Interview mit Reynette K. Au, Intel Von FPGAs über Structured ASICs hin zu Custom-ASICs

Reynette Au, Intel: »Wir als Intel fühlen uns auch weiterhin den traditionellen FPGA-Märkten verpflichtet, keine Frage. Aber wenn wir die Nutzung von FPGAs ausweiten wollen, dann müssen wir FPGA-Fähigkeiten in verschiedenen Formen auf den Markt bringen, also nicht nur als Komponenten.«

Markt&Technik unterhielt sich mit Reynette K. Au, Vice President, Programmable Solutions Group von Intel, unter anderem über die hauseigene FPGA-Strategie, denn manchmal könnte man auf die Idee kommen, dass das FPGA-Geschäft eigentlich doch nicht zu Intel passt.

Markt&Technik: Seit Intel Altera übernommen hat, ist immer wieder zu hören, dass das Unternehmen mit seiner PSG (Programmable Solutions Group) am Markt nicht mehr sonderlich aktiv ist. Erst vor Kurzem hat Xilinx noch einmal betont, dass Intel im Automotive-Markt eigentlich nicht mehr auftritt. Stimmt das?

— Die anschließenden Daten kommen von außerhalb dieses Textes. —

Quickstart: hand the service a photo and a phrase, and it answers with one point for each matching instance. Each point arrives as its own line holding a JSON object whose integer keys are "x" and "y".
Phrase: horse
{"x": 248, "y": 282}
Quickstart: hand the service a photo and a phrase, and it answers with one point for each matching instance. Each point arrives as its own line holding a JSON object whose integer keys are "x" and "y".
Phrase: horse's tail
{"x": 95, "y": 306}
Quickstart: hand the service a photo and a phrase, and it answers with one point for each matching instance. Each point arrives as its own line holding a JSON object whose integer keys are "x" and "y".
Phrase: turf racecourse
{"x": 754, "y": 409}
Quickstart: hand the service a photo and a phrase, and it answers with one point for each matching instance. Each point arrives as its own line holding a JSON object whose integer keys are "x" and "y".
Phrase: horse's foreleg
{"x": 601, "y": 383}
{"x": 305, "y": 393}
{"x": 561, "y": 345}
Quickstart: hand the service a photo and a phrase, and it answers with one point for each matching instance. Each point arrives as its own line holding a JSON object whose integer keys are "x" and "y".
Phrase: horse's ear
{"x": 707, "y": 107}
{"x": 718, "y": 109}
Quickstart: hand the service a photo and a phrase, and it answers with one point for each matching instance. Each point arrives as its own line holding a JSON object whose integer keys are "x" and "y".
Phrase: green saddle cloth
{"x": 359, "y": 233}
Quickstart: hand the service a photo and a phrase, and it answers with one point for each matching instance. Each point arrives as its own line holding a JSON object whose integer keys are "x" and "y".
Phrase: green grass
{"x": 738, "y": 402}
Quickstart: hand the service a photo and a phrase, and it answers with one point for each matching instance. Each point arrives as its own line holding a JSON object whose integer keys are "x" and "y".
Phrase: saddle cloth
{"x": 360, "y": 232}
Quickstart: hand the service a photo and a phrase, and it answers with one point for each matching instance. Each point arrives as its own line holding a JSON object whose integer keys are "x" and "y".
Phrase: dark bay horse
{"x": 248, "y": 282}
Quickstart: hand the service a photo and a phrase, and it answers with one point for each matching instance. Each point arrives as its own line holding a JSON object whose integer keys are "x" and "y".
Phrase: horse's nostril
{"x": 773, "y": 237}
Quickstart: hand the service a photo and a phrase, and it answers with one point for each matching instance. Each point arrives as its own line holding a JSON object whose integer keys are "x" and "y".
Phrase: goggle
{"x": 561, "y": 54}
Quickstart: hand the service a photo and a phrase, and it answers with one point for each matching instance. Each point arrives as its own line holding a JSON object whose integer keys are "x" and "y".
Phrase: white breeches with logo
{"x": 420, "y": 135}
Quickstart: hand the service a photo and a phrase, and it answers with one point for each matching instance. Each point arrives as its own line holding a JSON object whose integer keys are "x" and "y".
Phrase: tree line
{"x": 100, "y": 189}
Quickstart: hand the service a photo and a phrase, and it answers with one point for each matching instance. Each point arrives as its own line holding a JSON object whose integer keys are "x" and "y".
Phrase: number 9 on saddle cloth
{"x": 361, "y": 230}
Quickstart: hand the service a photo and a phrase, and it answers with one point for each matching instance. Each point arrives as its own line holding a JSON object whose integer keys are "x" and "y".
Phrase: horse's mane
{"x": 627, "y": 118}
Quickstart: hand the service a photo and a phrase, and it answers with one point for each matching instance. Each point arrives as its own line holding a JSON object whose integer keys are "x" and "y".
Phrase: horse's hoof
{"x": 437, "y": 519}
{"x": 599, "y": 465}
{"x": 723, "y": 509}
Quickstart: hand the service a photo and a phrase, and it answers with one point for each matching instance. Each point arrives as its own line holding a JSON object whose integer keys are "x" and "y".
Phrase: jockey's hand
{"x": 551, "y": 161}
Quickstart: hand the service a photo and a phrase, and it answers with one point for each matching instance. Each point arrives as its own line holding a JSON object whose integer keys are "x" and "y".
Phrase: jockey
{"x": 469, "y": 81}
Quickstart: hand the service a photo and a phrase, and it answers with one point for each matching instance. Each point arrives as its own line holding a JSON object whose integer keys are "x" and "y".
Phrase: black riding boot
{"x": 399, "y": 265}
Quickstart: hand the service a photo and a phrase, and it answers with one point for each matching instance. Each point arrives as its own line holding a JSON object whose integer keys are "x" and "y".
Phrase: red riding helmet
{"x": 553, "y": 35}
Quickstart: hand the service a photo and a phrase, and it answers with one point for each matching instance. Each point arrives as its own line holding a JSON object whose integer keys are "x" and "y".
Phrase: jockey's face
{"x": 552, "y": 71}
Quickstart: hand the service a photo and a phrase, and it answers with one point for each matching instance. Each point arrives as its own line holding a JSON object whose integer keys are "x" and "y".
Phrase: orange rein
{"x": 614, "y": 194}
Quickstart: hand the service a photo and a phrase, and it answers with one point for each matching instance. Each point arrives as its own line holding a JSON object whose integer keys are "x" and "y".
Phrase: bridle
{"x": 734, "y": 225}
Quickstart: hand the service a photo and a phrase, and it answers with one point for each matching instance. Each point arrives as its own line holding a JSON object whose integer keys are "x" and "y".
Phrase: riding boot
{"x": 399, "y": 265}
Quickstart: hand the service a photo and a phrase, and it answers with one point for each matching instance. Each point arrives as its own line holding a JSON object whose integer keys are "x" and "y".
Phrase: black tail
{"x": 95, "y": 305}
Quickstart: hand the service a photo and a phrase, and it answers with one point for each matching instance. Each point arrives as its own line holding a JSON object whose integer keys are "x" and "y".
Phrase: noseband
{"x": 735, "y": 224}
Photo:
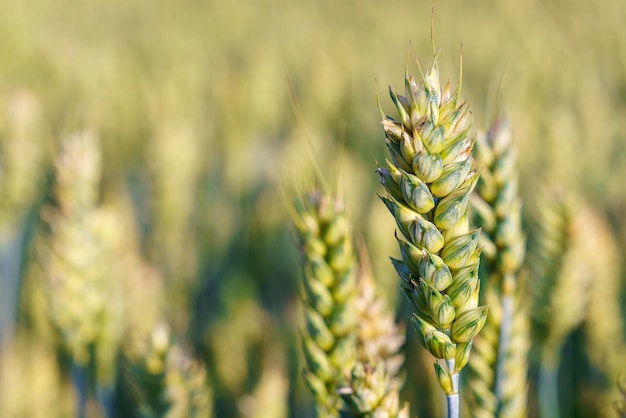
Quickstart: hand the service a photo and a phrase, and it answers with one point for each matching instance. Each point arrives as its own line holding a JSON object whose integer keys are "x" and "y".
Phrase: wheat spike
{"x": 429, "y": 178}
{"x": 562, "y": 275}
{"x": 604, "y": 322}
{"x": 378, "y": 336}
{"x": 499, "y": 366}
{"x": 330, "y": 291}
{"x": 561, "y": 272}
{"x": 371, "y": 393}
{"x": 167, "y": 381}
{"x": 74, "y": 254}
{"x": 620, "y": 405}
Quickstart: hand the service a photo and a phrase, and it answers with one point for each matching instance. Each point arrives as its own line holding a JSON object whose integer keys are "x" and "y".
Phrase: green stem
{"x": 548, "y": 385}
{"x": 453, "y": 398}
{"x": 503, "y": 347}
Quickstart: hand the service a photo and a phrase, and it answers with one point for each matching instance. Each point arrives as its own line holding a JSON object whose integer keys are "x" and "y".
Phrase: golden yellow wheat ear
{"x": 166, "y": 380}
{"x": 79, "y": 286}
{"x": 603, "y": 325}
{"x": 498, "y": 380}
{"x": 379, "y": 338}
{"x": 429, "y": 177}
{"x": 620, "y": 405}
{"x": 329, "y": 296}
{"x": 373, "y": 386}
{"x": 371, "y": 392}
{"x": 561, "y": 275}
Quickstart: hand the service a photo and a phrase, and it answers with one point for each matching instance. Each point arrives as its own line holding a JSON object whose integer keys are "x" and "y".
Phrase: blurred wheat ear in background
{"x": 429, "y": 178}
{"x": 499, "y": 367}
{"x": 148, "y": 265}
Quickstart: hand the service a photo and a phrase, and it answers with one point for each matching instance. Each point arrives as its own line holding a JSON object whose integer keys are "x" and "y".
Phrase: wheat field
{"x": 156, "y": 259}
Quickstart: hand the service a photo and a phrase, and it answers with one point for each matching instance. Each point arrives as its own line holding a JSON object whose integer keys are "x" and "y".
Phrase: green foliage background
{"x": 224, "y": 73}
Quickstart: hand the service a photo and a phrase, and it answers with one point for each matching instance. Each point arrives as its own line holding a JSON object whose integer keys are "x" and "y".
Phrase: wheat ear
{"x": 329, "y": 338}
{"x": 379, "y": 338}
{"x": 499, "y": 366}
{"x": 604, "y": 322}
{"x": 167, "y": 381}
{"x": 429, "y": 178}
{"x": 620, "y": 406}
{"x": 75, "y": 255}
{"x": 373, "y": 387}
{"x": 560, "y": 284}
{"x": 371, "y": 392}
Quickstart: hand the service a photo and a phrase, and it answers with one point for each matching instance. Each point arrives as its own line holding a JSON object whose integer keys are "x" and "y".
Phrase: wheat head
{"x": 498, "y": 369}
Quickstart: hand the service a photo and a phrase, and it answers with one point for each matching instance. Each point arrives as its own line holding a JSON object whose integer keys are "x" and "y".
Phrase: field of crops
{"x": 169, "y": 172}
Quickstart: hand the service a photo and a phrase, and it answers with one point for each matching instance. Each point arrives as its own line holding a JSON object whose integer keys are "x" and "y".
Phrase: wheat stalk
{"x": 604, "y": 322}
{"x": 499, "y": 366}
{"x": 429, "y": 178}
{"x": 620, "y": 405}
{"x": 329, "y": 339}
{"x": 76, "y": 268}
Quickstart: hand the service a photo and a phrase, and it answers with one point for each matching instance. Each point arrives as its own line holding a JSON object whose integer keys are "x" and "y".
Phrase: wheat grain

Reynette Au: Die Daten sprechen für sich. Es ist richtig, dass Intel mit seinen FPGAs insbesondere auf dem Automotive-Markt nicht sonderlich aggressiv auftritt. Das liegt daran, dass Intel dieses Marktsegment mit anderen Produkten aus dem eigenen Haus adressiert, und zwar in einer Art und Weise, die aus unserer Sicht deutlich effektiver ist. Wenn man sich ansieht, mit welcher Begründung Intel damals Altera übernommen hat, dann wird ganz klar, dass es auf keinen Fall darum ging, irgendwelche Dinge zu duplizieren, in die Intel sowieso schon selbst investiert hat. Sondern die Investition sollte vielmehr additiv sein.

Intel betrachtet die programmierbare Logik als ein Vehikel, seinen Footprint zu verbessern, und zwar in Märkten, in denen Intel für sich ein neues Wachstumspotenzial sieht. Wenn ich von Verbessern spreche, geht es also darum zu schauen, wie wir Bereiche von Intel zusammenbringen können, um unseren Kunden ein deutlich attraktiveres Angebot unterbreiten zu können.

Ein Ansatz, den Intel in diesem Zusammenhang beispielsweise verfolgte, ging darum, eine CPU und ein FPGA in ein Gehäuse zu setzen. Davon wurde über Jahre gesprochen, aber bislang ist nicht viel passiert. Warum ist die Kombination deutlich schwieriger zu realisieren, oder sieht Intel darin keinen Mehrwert mehr?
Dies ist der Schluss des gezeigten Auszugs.